A new kind of Android malware that poses with popular titles which include Facebook, Twitter, Snapchat and more, have been discovered by researchers in thousands of apps. The reason devices are getting infected is due to the users using third-party app stores outside of the Google Play Store. Legit apps, such as the official clients of Facebook, Twitter etc. are downloaded from the Google Play Store and then repackaged in such a way that they contain traces of the new adware.
As you cannot force the user to change their device completely, it becomes nearly impossible to remove the malware, which end up making matters worse.
Researchers at Lookout Security, a mobile security firm have given the term of “trojanized adware” to explain the most recent wave of adware that has been found in the Android ecosystem, an adware that uses various exploits to install itself as root on infected devices.
The problem is that the repackaged apps are highly functional, and so the malware is hard to detect.
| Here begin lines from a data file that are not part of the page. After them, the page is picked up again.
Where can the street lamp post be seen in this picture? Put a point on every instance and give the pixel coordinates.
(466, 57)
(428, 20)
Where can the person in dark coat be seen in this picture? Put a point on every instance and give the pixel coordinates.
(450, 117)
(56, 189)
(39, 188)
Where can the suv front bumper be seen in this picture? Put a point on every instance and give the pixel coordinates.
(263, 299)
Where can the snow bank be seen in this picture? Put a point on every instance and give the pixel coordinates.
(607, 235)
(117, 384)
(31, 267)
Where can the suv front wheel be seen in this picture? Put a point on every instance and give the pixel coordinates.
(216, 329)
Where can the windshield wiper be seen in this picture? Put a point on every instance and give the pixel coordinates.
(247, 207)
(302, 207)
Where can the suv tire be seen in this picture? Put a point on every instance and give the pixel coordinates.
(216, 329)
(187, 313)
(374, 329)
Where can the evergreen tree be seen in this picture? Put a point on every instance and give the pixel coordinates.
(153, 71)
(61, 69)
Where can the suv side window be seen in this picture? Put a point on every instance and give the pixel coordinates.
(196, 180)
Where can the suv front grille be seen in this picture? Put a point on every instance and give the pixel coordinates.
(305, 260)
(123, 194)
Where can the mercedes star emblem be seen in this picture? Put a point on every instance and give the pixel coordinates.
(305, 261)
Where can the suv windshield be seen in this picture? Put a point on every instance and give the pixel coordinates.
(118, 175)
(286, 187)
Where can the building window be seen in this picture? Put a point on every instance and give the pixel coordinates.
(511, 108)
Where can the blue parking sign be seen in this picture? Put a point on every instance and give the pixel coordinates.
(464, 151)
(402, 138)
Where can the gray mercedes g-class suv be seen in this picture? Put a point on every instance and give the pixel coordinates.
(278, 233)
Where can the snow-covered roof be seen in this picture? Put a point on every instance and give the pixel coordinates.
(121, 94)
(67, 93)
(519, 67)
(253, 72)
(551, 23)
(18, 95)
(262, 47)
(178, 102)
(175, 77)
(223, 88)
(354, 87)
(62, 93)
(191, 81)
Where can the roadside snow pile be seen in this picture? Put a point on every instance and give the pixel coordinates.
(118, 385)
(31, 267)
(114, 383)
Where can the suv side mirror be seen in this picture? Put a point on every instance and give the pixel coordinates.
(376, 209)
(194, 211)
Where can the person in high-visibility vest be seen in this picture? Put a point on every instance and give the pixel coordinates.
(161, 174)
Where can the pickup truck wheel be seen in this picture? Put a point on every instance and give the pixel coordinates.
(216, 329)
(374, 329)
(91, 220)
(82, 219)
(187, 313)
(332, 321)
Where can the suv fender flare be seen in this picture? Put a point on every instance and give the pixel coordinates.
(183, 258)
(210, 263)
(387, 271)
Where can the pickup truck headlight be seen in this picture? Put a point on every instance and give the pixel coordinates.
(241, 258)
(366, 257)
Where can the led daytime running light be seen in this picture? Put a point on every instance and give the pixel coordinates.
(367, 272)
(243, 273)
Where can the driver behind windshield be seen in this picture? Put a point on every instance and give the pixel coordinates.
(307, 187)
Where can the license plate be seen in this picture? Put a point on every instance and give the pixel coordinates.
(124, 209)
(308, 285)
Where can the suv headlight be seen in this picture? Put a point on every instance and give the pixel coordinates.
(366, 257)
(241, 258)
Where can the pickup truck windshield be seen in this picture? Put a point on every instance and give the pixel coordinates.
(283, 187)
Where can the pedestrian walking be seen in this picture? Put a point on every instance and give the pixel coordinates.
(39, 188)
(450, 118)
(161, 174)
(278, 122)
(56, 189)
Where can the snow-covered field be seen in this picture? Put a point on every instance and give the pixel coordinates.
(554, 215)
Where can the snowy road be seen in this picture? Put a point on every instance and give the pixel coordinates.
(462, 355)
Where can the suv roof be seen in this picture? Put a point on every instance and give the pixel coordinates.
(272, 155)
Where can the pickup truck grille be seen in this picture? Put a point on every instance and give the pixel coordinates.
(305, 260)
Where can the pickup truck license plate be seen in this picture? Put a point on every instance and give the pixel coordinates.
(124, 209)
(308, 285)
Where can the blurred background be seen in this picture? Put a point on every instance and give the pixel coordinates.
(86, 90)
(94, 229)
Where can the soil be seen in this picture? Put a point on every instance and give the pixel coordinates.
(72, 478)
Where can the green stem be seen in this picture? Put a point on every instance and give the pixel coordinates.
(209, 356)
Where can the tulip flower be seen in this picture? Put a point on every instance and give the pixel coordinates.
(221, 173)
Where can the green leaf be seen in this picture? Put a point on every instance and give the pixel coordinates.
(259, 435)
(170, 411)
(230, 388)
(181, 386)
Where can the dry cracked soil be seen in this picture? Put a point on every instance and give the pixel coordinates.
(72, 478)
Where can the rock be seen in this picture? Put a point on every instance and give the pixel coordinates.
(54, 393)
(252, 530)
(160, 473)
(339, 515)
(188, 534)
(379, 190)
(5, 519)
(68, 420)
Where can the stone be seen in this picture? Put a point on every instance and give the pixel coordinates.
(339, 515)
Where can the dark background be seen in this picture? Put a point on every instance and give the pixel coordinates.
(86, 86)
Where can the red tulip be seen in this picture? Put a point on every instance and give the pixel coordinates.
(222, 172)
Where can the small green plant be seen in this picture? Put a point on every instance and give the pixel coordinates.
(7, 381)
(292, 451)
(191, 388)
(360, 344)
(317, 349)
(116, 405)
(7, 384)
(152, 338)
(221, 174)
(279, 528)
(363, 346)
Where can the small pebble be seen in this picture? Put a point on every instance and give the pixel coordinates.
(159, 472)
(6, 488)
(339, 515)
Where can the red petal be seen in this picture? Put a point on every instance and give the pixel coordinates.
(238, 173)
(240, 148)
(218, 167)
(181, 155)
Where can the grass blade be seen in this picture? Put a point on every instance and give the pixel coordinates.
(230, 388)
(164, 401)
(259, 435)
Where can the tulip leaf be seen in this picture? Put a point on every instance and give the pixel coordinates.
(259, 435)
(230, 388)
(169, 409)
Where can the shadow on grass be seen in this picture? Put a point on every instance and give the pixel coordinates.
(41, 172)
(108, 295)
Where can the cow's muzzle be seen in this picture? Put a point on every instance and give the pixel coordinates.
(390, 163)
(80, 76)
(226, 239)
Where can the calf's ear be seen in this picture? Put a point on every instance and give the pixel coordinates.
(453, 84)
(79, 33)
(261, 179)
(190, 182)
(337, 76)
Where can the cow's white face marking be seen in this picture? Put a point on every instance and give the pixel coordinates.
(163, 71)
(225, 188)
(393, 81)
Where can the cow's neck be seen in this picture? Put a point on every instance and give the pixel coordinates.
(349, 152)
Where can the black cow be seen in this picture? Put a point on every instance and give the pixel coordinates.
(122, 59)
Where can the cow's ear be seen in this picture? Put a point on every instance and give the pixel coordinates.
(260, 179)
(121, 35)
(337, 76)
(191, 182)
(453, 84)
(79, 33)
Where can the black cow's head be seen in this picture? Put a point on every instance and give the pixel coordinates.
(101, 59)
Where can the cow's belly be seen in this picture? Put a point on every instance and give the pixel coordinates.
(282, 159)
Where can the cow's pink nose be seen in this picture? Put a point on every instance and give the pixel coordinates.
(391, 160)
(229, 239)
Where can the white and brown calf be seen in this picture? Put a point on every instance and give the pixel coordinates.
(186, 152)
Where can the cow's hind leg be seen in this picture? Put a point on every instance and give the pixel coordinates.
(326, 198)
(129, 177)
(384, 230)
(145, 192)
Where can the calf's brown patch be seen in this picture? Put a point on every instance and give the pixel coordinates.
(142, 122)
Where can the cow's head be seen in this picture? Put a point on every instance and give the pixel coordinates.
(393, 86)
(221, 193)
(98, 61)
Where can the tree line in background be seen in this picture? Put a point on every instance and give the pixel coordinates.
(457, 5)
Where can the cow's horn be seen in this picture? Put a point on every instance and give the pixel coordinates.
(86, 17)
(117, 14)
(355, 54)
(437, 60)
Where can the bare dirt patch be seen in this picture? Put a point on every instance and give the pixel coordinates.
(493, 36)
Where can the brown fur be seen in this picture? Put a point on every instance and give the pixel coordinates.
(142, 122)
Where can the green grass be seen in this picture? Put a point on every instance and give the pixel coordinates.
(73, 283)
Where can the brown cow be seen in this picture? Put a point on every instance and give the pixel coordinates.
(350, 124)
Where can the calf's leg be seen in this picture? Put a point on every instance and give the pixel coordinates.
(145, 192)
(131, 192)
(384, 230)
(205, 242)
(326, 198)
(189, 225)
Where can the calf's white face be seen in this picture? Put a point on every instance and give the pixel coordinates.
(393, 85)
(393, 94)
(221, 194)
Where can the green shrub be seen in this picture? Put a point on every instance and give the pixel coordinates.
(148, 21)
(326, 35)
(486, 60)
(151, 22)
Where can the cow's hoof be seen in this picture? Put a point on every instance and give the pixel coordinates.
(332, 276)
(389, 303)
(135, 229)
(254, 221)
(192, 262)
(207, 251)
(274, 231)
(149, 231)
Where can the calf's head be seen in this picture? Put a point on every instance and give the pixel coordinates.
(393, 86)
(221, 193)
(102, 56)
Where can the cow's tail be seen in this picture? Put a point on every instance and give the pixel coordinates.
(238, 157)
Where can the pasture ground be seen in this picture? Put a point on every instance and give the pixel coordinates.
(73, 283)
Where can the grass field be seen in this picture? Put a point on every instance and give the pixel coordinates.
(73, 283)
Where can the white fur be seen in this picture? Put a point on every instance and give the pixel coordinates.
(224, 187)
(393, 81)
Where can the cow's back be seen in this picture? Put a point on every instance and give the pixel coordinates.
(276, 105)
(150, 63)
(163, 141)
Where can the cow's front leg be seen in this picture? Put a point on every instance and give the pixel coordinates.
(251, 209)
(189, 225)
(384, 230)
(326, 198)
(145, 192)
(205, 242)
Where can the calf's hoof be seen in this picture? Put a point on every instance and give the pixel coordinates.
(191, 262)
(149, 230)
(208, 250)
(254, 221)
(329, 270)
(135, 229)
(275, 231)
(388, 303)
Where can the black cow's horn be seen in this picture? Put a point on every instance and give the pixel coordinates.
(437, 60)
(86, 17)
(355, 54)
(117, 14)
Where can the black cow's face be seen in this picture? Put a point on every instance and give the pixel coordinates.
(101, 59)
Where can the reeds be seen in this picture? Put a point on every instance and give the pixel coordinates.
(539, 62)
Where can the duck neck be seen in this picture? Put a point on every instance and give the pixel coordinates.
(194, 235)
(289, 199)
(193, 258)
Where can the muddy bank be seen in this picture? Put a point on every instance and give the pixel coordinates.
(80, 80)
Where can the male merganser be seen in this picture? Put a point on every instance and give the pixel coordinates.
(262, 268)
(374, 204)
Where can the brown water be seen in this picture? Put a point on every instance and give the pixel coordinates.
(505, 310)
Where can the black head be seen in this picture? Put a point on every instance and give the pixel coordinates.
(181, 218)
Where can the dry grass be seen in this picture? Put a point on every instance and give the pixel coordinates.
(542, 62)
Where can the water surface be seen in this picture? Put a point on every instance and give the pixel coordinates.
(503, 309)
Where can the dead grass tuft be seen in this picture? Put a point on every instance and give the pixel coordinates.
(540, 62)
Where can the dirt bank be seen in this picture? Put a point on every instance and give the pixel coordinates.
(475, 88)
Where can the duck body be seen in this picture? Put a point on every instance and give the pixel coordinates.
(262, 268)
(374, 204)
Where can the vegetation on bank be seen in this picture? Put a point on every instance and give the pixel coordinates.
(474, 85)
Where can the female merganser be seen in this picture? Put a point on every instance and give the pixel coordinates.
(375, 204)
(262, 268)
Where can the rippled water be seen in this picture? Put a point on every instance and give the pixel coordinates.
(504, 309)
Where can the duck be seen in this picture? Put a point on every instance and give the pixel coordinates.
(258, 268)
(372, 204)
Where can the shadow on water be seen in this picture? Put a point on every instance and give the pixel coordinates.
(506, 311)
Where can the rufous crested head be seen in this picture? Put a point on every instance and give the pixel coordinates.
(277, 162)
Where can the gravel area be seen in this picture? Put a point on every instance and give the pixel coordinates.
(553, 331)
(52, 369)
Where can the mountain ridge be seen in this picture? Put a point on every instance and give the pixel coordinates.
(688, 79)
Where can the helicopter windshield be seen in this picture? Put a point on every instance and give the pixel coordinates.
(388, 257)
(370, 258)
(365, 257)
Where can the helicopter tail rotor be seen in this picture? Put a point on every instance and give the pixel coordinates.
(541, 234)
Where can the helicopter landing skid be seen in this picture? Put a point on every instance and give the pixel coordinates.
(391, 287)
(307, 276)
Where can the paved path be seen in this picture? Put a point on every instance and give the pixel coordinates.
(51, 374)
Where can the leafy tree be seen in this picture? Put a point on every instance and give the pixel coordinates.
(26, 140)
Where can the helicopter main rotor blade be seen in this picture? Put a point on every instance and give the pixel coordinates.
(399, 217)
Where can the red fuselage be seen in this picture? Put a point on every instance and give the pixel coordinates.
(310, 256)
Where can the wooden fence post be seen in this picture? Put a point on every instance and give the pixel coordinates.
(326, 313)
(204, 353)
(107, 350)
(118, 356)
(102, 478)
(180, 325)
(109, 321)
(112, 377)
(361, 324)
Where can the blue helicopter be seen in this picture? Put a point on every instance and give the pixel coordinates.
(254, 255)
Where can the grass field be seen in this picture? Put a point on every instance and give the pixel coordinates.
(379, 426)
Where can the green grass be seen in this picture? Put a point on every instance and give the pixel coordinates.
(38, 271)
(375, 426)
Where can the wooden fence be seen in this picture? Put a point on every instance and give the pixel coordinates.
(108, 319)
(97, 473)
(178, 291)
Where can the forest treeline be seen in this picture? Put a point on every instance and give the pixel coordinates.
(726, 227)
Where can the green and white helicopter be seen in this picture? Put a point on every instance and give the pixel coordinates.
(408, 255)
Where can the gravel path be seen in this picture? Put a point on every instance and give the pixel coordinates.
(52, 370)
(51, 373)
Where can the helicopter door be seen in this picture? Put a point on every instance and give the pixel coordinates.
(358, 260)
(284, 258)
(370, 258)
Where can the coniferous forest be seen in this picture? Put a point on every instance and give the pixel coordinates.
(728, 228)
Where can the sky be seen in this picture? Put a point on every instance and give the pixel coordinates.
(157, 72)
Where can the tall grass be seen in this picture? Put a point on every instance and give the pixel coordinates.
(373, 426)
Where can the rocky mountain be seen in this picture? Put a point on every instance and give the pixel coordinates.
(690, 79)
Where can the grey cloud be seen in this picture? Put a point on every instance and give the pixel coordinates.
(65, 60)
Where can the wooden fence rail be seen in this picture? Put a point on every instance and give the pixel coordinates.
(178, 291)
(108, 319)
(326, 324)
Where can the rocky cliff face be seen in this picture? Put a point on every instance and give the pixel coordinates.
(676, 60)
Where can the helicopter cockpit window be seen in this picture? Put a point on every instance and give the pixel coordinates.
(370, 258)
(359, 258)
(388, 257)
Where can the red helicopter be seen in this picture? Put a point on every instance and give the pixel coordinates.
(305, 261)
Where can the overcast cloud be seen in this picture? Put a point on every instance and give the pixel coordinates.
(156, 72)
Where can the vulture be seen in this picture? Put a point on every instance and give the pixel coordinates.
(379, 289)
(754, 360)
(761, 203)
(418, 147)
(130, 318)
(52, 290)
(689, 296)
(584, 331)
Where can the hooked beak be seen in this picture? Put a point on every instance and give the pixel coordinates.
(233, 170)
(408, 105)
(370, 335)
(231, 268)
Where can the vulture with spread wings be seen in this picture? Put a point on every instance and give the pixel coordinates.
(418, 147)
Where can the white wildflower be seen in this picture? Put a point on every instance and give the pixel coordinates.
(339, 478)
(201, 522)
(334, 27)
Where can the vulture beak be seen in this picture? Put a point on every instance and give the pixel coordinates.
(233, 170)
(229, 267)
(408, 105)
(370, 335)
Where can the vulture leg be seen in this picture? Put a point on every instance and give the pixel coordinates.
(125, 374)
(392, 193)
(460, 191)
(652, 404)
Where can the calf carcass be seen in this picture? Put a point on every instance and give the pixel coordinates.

Modders and tweakers of Android will know system-level apps to be notoriously hard to remove if you don’t know what you’re doing, or don’t have root access yourself, and this is where the problem lies. They will then serve ads directed by the governing infection’s preferences rather than the app’s native one, which in turn generates money for the hacker.
The malicious actors will repackage the app with baked-in adware by taking legitimate apps from the Google Play store, and serve it to a third-party app store. In many cases, the apps are still fully functional and doesn’t alert the device owner.
Lookout said the apps does not seem to do anything more malicious than display ads, but they could damage Android’s security mechanisms given their system-level status if they wanted to. Three distinct families of trojanized adware have been found. They are called Shedun, Shuanet and ShiftyBug and appear to be created by different authors who are associated “in a few capacity”.
“Together, the three are responsible for over 20,000 repackaged apps, including Okta’s two-factor authentication app”, said the San Francisco, Calif.-based security firm.
It works like this: the user installs an app from a third-party store, and the app auto-roots gets access to the entire phone’s system — an act alone that punches a hole in Android’s security, opening up more ways for hackers to launch their attacks.
The company in a blog pos said that “Because these pieces of adware root the device and install themselves as system applications, they become nearly impossible to remove, usually forcing victims to replace their device in order to regain normalcy.”
The company said there are no signs that users who install apps from Google Play, Android’s official app store, are affected, which is good news. However, the main problem lies mainly in targeting enterprise apps like Okta, where these apps may gain access to data they are not supposed to, including sensitive corporate data.
The researchers said the highest detection rates are in the U.S., Germany, Russia, India, Jamaica, Sudan, Brazil, Mexico and Indonesia, adding that they expect trojanized malware to “continue gaining sophistication over time”.